One of the benefits of the digital age has been a reexamination of film photography. After a decade of shooting primarily with megapixel wonder machines, I uncovered a box of film in the bottom of the fridge and wondered, "How would this look?"
Little did I realize in December 2015 what would follow. In short, emotion has returned to my work.
Like so many other areas of our life, we don't always recognize a void until a drop of hope trickles into it. I can remember saying that I don't need a woman to be happy. Then I fell in love and can't imagine going back.
I feel the same way about analog photography. I know now that I'm going to finish out my career with a digital camera in one hand and a 35mm in the other.

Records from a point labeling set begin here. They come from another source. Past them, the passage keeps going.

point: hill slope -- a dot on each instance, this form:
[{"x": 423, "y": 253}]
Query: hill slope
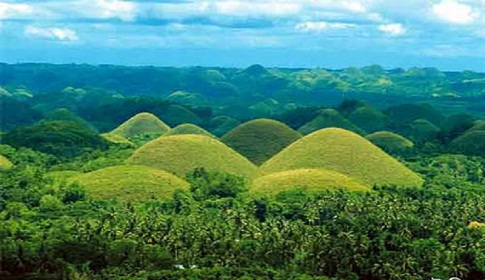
[
  {"x": 130, "y": 183},
  {"x": 142, "y": 123},
  {"x": 345, "y": 152},
  {"x": 180, "y": 154},
  {"x": 309, "y": 180},
  {"x": 260, "y": 139}
]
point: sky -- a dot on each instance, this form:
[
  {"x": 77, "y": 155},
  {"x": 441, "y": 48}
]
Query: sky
[{"x": 448, "y": 34}]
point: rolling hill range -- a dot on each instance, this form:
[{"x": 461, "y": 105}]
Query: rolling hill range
[
  {"x": 130, "y": 183},
  {"x": 260, "y": 139},
  {"x": 345, "y": 152},
  {"x": 180, "y": 154}
]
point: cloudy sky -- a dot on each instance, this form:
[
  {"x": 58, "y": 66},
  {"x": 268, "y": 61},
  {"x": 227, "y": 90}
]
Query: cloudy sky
[{"x": 449, "y": 34}]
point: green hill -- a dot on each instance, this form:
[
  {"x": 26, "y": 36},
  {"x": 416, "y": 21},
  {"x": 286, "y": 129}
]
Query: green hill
[
  {"x": 220, "y": 125},
  {"x": 328, "y": 118},
  {"x": 187, "y": 128},
  {"x": 369, "y": 119},
  {"x": 130, "y": 183},
  {"x": 345, "y": 152},
  {"x": 308, "y": 180},
  {"x": 5, "y": 163},
  {"x": 141, "y": 124},
  {"x": 470, "y": 143},
  {"x": 180, "y": 154},
  {"x": 390, "y": 142},
  {"x": 177, "y": 114},
  {"x": 260, "y": 139}
]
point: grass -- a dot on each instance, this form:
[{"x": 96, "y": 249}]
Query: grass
[
  {"x": 471, "y": 142},
  {"x": 187, "y": 128},
  {"x": 369, "y": 119},
  {"x": 345, "y": 152},
  {"x": 258, "y": 140},
  {"x": 222, "y": 124},
  {"x": 180, "y": 154},
  {"x": 130, "y": 183},
  {"x": 308, "y": 180},
  {"x": 117, "y": 139},
  {"x": 328, "y": 118},
  {"x": 140, "y": 124},
  {"x": 5, "y": 164},
  {"x": 390, "y": 142}
]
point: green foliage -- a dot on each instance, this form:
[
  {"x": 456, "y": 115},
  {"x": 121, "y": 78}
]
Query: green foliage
[
  {"x": 180, "y": 154},
  {"x": 129, "y": 183},
  {"x": 391, "y": 143},
  {"x": 209, "y": 185},
  {"x": 328, "y": 118},
  {"x": 344, "y": 152},
  {"x": 258, "y": 140},
  {"x": 64, "y": 139},
  {"x": 305, "y": 180}
]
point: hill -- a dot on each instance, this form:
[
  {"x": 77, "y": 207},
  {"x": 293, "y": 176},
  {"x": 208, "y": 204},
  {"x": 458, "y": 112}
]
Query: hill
[
  {"x": 345, "y": 152},
  {"x": 328, "y": 118},
  {"x": 130, "y": 183},
  {"x": 308, "y": 180},
  {"x": 369, "y": 119},
  {"x": 141, "y": 124},
  {"x": 260, "y": 139},
  {"x": 390, "y": 142},
  {"x": 187, "y": 128},
  {"x": 220, "y": 125},
  {"x": 470, "y": 143},
  {"x": 5, "y": 163},
  {"x": 180, "y": 154}
]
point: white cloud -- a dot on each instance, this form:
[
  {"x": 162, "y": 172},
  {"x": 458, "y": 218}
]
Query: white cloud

So what does makes film different? I wish I could answer that for you. But it is a bit like trying to describe love itself. One thing I know in both cases, is that you can't emulate it.
I enjoy applying software filters that look like film to my digital images. I think I've created some wonderful shots that way, many of which are very important to me.
Then I look at this image of a black woman during a break at an NBA basketball game, and I know there's no filter that could create this photograph.
The tonality differences between her beautiful black skin, dark hair, and seemingly bottomless depth of the chair that she's sitting in is exciting to me. Then you have the brightness of the crowd in the background and that distinctive grain pattern.
Software is brilliant. Film is magical.
To understand analog capture, you have to experience it. And at times it's painful. Film will break your heart a dozen times, then rocket you to the heights of ecstasy.
To be honest, this type of photography is more like real life. Maybe that's what makes it different.